We spent a lot of time in Adam's Morgan- so of course we went to Amsterdam Falafel- the most awesome food EVER. You get a pita with falafels in it that they FRY TO ORDER and then you get to put all the toppings you want on it. Oh man, I could eat that every day. It's also cheap and they have really good fries.
We walked a lot over the weekend- it makes my feet tired but it makes my legs feel good. It was so warm over the weekend and for most of today- my mood has improved a lot. Feeling a breeze on my legs is enough to change my outlook on life, if only for a little while. The entire city smells different when it warms up, maybe it's the daffodils or maybe it's the fact that I can actually smell things and my nose isn't running constantly. I cry and whine about winter in DC, I know it's nothing that bad- but we did have 8 inches of snow a week ago and I didn't have any delays in work or anything. I think that validates my crying and whining at least a little bit.

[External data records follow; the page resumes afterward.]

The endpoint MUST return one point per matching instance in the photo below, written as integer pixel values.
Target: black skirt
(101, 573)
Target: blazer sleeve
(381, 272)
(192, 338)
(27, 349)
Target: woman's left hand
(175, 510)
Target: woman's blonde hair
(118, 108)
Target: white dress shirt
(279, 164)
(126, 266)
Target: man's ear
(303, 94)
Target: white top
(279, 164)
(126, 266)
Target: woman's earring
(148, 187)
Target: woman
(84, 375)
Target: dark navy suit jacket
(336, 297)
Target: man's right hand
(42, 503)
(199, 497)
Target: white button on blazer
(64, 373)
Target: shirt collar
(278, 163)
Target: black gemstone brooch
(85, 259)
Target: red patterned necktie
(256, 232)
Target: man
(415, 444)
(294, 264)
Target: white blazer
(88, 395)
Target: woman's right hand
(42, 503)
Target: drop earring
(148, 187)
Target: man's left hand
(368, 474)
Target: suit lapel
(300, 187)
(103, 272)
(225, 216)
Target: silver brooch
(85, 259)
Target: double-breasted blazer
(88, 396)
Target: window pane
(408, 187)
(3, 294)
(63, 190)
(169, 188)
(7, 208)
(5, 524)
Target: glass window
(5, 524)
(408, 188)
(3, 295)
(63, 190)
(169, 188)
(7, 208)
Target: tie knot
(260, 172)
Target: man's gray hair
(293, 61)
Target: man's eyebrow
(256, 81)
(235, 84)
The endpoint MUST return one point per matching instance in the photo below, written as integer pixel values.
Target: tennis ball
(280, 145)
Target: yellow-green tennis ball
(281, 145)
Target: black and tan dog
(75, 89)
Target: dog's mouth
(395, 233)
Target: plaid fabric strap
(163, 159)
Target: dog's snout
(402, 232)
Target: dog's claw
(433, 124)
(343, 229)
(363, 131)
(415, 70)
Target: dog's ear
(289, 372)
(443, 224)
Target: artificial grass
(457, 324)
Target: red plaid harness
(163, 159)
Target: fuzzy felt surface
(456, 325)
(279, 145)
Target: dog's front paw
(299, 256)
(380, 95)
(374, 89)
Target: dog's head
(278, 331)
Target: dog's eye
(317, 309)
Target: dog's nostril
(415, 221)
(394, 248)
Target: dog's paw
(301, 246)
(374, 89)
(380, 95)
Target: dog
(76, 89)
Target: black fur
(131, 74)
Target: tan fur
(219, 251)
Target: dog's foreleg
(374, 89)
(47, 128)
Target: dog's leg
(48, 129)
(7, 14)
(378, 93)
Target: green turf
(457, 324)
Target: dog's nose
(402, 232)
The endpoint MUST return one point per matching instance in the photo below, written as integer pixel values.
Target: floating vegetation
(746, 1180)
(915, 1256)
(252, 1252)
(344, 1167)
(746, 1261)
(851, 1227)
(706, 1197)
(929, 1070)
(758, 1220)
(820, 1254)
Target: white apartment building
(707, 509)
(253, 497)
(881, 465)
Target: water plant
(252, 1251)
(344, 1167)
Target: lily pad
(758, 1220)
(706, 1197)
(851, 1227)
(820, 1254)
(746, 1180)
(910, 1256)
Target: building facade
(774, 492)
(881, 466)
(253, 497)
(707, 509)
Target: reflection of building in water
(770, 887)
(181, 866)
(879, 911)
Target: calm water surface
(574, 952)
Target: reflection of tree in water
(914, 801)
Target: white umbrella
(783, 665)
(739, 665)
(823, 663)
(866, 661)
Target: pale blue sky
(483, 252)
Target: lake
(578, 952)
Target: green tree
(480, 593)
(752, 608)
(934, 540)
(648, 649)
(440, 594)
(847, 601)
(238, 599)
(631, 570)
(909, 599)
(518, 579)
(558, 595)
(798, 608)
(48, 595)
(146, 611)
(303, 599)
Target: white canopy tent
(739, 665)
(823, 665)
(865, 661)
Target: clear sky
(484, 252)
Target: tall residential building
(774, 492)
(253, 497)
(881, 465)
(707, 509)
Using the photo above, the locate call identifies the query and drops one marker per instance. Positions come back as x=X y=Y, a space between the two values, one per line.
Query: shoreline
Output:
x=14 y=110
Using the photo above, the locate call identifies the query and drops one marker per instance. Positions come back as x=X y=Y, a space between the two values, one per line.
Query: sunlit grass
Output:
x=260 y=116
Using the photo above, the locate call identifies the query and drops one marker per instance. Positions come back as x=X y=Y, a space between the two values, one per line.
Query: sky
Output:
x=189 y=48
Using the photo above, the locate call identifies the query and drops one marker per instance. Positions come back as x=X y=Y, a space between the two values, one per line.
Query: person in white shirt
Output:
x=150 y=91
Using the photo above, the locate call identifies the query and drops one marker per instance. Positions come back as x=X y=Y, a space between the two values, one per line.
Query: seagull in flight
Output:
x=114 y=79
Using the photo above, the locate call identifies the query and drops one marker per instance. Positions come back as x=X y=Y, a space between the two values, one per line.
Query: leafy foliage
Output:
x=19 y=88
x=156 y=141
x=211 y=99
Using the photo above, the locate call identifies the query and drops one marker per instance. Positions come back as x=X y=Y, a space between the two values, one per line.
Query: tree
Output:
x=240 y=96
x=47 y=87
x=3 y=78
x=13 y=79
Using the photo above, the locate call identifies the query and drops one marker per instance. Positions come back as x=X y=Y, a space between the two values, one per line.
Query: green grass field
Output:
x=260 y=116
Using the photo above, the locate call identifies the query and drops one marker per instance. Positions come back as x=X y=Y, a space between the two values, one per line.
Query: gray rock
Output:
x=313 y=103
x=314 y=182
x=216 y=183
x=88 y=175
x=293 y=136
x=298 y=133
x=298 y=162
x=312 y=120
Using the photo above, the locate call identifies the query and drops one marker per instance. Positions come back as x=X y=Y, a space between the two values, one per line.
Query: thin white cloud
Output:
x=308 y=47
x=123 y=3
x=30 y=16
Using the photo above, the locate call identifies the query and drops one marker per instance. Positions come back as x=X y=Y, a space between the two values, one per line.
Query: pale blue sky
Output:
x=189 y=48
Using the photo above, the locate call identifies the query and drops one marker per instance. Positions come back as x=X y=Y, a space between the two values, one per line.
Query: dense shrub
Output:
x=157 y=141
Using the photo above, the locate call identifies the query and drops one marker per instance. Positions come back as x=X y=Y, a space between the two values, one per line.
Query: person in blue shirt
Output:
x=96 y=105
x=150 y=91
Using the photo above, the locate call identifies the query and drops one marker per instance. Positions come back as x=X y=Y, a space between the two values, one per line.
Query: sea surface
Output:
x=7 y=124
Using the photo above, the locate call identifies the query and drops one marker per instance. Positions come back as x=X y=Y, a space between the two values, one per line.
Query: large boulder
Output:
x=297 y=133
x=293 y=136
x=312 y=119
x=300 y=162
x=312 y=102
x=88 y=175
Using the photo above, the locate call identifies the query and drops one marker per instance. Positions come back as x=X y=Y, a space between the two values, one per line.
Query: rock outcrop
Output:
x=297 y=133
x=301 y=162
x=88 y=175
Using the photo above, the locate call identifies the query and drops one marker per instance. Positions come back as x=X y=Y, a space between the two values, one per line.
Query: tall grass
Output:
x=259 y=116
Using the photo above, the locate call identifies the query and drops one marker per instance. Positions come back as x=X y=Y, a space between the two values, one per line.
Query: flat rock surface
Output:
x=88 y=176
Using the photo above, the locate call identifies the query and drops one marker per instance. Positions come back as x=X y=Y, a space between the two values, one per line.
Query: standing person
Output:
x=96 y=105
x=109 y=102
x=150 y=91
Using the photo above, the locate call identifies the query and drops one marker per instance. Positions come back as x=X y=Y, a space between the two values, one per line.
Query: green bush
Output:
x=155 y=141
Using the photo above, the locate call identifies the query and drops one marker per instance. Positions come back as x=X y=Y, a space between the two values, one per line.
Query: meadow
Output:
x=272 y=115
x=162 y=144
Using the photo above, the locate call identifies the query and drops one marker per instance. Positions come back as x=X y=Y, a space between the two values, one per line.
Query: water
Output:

Work has been strange lately. I'm not going to say much on this most public of all venues- but I feel it must be known on my blog that the real world is not "glamorous" at all. The only glamorous part is not having homework and getting a paycheck. Realizing this and accepting it can be very difficult, and can raise many more questions and decisions to be made. I am constantly searching for happiness and ways to fake my own happiness.
Here is my current list of fake happiness (temporary happiness that fools you into short term happiness):
exercising
reeses (easter egg reeses are especially good)
hair mousse
alcohol
sunshine
surfing petfinder.com
calculating airfares
google image searching sealions or groundhogs
I can go on. I am trying to get happy- re-starting this blog is a sign of that. Spring is sure to help out: new opportunities, lots of friends to see- there is always something to be done or someone to visit. I predict some great changes coming. I am joining a kickball league. Hibernation is over!